3er Parcial Flashcards
What are the steps of big data processing?
- Collect
- Store
- Process/Analyze
- Consume
Data collection gets divided into 3 categories:
- Transactions
- Files-object
- Event
What are transactions?
They are data structures and database records, data that is typically comig from web and mobile applications.
Typically stored in database systems (NoSQL, SQL, In-memory)
What are files-object?
Media files and log files.
Typically stored in a file-object store.
Managed in Amazon S3 (Simple Storage Service) to build a data lake framework.
What is metadata?
Data that provides information about other data and helps understand it.

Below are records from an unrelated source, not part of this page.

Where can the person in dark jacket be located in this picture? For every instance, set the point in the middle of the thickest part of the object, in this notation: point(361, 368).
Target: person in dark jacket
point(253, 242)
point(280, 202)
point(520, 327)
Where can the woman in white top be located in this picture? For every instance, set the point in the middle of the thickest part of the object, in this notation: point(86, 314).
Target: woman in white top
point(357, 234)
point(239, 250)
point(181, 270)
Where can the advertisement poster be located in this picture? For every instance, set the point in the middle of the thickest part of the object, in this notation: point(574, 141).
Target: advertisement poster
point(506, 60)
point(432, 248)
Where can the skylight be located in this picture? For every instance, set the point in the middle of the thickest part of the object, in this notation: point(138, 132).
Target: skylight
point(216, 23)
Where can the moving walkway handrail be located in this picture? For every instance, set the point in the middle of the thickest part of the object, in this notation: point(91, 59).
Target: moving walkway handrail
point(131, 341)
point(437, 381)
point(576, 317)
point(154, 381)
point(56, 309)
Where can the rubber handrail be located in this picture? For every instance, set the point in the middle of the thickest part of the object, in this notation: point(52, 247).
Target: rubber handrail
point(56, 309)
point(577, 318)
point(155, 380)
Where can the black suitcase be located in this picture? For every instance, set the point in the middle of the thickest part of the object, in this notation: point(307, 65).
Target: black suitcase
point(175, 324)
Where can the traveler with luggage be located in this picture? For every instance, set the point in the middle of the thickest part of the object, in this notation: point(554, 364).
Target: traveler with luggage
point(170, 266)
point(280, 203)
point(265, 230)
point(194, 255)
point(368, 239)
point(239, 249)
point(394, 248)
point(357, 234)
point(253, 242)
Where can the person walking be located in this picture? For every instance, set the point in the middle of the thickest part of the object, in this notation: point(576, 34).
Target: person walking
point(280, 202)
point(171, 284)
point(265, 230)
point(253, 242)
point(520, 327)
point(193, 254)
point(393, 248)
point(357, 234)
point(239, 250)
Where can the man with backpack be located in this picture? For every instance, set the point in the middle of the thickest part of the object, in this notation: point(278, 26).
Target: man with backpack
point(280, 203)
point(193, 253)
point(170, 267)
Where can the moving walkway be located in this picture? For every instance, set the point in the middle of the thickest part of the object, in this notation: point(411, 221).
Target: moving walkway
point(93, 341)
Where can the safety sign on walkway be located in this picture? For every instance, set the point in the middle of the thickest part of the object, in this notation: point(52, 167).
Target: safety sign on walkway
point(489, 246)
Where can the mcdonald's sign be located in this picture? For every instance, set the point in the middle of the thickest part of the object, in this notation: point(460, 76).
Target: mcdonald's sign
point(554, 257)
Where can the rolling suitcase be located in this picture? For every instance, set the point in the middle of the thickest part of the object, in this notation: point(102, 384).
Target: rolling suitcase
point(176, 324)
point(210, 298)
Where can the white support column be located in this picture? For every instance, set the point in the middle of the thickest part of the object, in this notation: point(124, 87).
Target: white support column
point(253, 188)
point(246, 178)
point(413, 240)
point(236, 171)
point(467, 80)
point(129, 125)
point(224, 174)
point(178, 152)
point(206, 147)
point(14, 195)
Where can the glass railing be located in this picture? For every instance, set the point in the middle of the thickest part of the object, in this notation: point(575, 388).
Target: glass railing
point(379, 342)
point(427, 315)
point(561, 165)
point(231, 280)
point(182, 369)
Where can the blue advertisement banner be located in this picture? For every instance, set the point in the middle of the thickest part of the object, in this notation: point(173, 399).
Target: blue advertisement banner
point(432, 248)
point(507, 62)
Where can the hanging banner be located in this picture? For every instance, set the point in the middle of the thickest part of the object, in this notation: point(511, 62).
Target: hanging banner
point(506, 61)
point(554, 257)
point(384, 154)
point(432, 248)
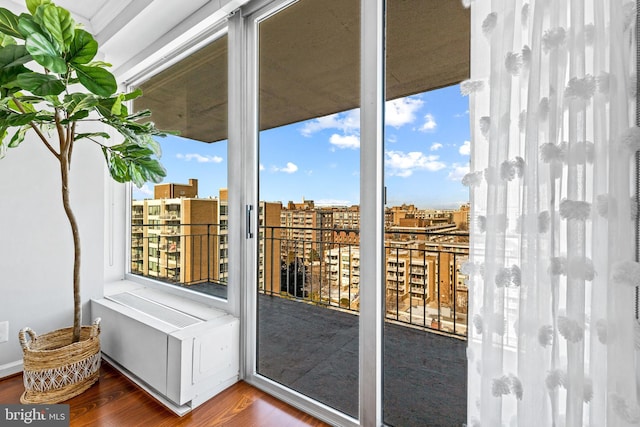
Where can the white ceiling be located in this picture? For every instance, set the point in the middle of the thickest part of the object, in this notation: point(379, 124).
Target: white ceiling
point(128, 30)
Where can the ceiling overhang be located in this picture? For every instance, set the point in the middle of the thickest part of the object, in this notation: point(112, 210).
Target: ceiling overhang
point(309, 65)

To manage it we use tools like AWS Glue catalog, fully managed data catalog that uses crawlers (app to detect new data) and search (metadata discovery).
What are events?
Data streams called event. Typically stored in a stream storage.
Amazon Kineses, Apache Kafka, Amazon MSK (Managed Service for Kafka),
What is a data lake?
A centralized repository for storing raw data (structured, unstructured and semi-structured).
The data is stored in a variety of fomats, offering flexibility and scalability for different types of data.
What is a data warehouse?
A centralized repository that stores large volumes of data (structured and processed) that is organized ready for analysis.
Data is cleaned, trasnformed and organized into a specific structure when written into the warehouse.
What are crawlers?
Automated programs used by search engines to systematically browse and index content from websites.
What are batch analytics?
Data analysis for large volumes of data that gets processed as a whole.
Reports that are monthly, weekly or daily.
Takes minutes to hours.
ie. Financial insitutions
What are interactive analytics?
Data analysis for real-time or near real-time queries on demand processing.
Answers within seconds.
ie. Business intelligence
What are stream analytics?
Data analysis for continuous real time data.
One-minute metrics.
Takes miliseconds to seconds.
ie. Fraud-alerts
What are predictive analytics?
Data analysis that uses statistical techniques and machine learning to analyze historical data and predict future trends and events.
Miliseconds (real-time) to minutes (batch)
ie. Fraud detection, forecasting demand
Where is the biggest data center concentration located?
Loudon County, Virginia
70% of all web traffic goes there.
10 million ft^2 in 70 buildings
Greenpeace measured that if you put together all the data centers in the world, it would be the ___ ___ greatest electricity consumer in the world.
5th
AWS is growing _ _% a year
40
What is a buffer?
a temporary storage area in a computer’s memory (RAM) or disk that is used to hold data while it is being transferred from one place to another.
Where did the term “cloud” originate?
It was introduced by Eric Schmidt on august 9th, 2006 at the “Search Engine Strategies” Conference
Google Services as belonging inng “in a cloud somewhere”
What is the life cycle of information?
Input->Capture->Manage & Store->Deliver->Output
What are data sets?
A collection of data.
What is big data?
Data that is so voluminous and complex that data-processing application software are inadequate to deal with them.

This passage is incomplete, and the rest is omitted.